The vectors of ${m}_{i}$ and ${n}_{j}$ can be represented as ${\overrightarrow{m}}_{i}$ and ${\overrightarrow{n}}_{j}$. Hence, for each vertex ${m}_{i} \in {Q}_{A}$, Eq. (12) presents conditional distribution $p\left(\bullet |{m}_{i}\right)$ to all related vertices in the set ${Q}_{B}$. Then, the model uses the conditional distribution to approximate the empirical distribution $\widehat{p}\left(\cdot |{m}_{i}\right)= \frac{{w}_{i,j}}{\sum {w}_{i,m}}$ employing the following objective function:

$$O= \sum_{{u}_{i} \in {Q}_{A}}{\lambda }_{i}d(\widehat{p}\left(\bullet |{m}_{i}\right), p\left(\cdot |{m}_{i}\right))$$

(13)

where $d\left(\bullet |\bullet \right)$ indicates the Fullback–Leibler divergence between conditional and empirical distributions. To tune the significance of ${m}_{i}$, we have used ${\lambda }_{i}$ as a hyper-parameter. This parameter is set to the outdegree of each node. Thus, Eq. (13) tries to optimize the following objective function:

$$O= -\sum_{{e}_{i,j} \in W}{w}_{i,j }\mathit{log}p\left({n}_{j}|{m}_{i}\right)$$

(14)

The ${\left\{{\overrightarrow{\varvec{m}}}_{\varvec{i}}\right\}}_{{\varvec{i}}=1\dots {\varvec{Q}}_{\varvec{A}}}$ and ${\left\{{\overrightarrow{\varvec{n}}}_{\varvec{j}}\right\}}_{{\varvec{j}}=1\dots {\varvec{Q}}_{\varvec{B}}}$ that minimizes Eq. (14) are the low-dimensional nodes representations in ${\mathbb{R}}^{d}$ [15].

Optimization of the model

It requires the summation of the complete set to find conditional probability as a result, it enhances computational complexity. To address this problem, we use negative sampling used in [27], which simply samples N negative edges according to the noise distribution for every edge (i, j) as defined in the following equation.

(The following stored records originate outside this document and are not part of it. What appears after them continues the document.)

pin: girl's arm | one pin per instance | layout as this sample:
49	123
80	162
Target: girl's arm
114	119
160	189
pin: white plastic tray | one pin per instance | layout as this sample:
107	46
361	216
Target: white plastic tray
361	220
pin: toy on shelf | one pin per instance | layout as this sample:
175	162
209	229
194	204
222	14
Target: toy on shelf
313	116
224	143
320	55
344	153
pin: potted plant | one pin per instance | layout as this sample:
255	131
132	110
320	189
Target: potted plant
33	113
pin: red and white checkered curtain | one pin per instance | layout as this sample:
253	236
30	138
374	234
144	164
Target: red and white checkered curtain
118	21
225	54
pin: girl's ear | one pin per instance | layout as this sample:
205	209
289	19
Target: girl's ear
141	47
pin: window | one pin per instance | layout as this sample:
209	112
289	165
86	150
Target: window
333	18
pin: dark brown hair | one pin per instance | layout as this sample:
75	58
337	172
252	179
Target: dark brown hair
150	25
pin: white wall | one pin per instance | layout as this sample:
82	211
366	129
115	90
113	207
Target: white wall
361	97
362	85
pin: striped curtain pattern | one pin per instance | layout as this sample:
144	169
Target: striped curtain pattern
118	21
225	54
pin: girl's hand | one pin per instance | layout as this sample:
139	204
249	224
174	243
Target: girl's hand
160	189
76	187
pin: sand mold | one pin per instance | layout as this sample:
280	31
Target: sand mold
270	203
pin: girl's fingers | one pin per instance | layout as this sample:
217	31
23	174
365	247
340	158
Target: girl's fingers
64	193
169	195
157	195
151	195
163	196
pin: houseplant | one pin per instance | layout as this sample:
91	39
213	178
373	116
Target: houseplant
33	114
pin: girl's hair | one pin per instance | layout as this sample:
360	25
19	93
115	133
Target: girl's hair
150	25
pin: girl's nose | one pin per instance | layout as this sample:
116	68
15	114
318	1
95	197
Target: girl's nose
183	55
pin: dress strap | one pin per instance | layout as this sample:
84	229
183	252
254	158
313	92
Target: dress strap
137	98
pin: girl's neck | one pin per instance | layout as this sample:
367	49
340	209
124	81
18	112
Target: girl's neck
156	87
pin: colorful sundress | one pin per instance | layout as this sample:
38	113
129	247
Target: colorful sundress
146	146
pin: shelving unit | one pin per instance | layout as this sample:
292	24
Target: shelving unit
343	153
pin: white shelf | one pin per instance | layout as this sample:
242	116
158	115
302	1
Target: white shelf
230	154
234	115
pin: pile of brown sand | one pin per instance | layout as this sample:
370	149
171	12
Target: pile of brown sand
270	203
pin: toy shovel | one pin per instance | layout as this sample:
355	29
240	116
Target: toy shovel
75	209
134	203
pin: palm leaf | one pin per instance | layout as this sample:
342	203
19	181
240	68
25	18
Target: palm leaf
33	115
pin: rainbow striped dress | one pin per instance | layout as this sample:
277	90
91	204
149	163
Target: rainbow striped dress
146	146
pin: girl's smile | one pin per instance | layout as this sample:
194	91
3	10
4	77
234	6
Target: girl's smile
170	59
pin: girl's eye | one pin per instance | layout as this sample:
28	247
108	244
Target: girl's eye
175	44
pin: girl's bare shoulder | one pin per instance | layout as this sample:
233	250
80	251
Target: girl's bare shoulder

$$\mathit{log}\sigma \left({\overrightarrow{n}}_{j}^{T} \times {\overrightarrow{m}}_{i}\right)+\sum_{h=1}^{N}{W}_{{u}_{n}}\sim {P}_{n}\left(n\right)\left[\mathit{log}\sigma -\left({\overrightarrow{n}}_{j}^{T}\times {\overrightarrow{m}}_{i}\right)\right]$$

(15)

where $\sigma (x) = 1/1 + exp(-x)$ is the sigmoid function, and ${P}_{n}=\left(n \propto {d}_{h}^{{}^{3}\!\left/ \!{}_{4}\right.}\right)$ same as proposed in [29], ${d}_{h}$ is the out-degree of node n. Furthermore, we come up with an asynchronous stochastic gradient algorithm [33] to optimize Eq. (15). If an edge (i, j) has been sampled, the gradient concerning to the embedding of ${\overrightarrow{m}}_{i}$ of node i can be computed as:

$$\frac{\partial O}{\partial {\overrightarrow{m}}_{i}}={w}_{i,j}\times \frac{\partial \mathit{log}p\left({n}_{j}|{m}_{i}\right)}{\partial {\overrightarrow{m}}_{i}}$$

(16)

It is also considered that the gradient is multiplied by the weight of a link in Eq. (16). It may be problematic if we ignore the balancing of the learning rate. We should have to carefully keep the learning rate because, when selecting the learning rate according to the links with low weights, the gradients on links with high weights will be disastrous. Similarly, when selecting the learning rate with high weight, the gradient will be too small. The model employs the sampling approach adopted in [31] to sample a random edge. Finally, the model draws a sampled edge using alias table according to [29], which minimizes computational complexity to $O(1)$. Table 3 illustrates the complexity of edge sampling optimization process.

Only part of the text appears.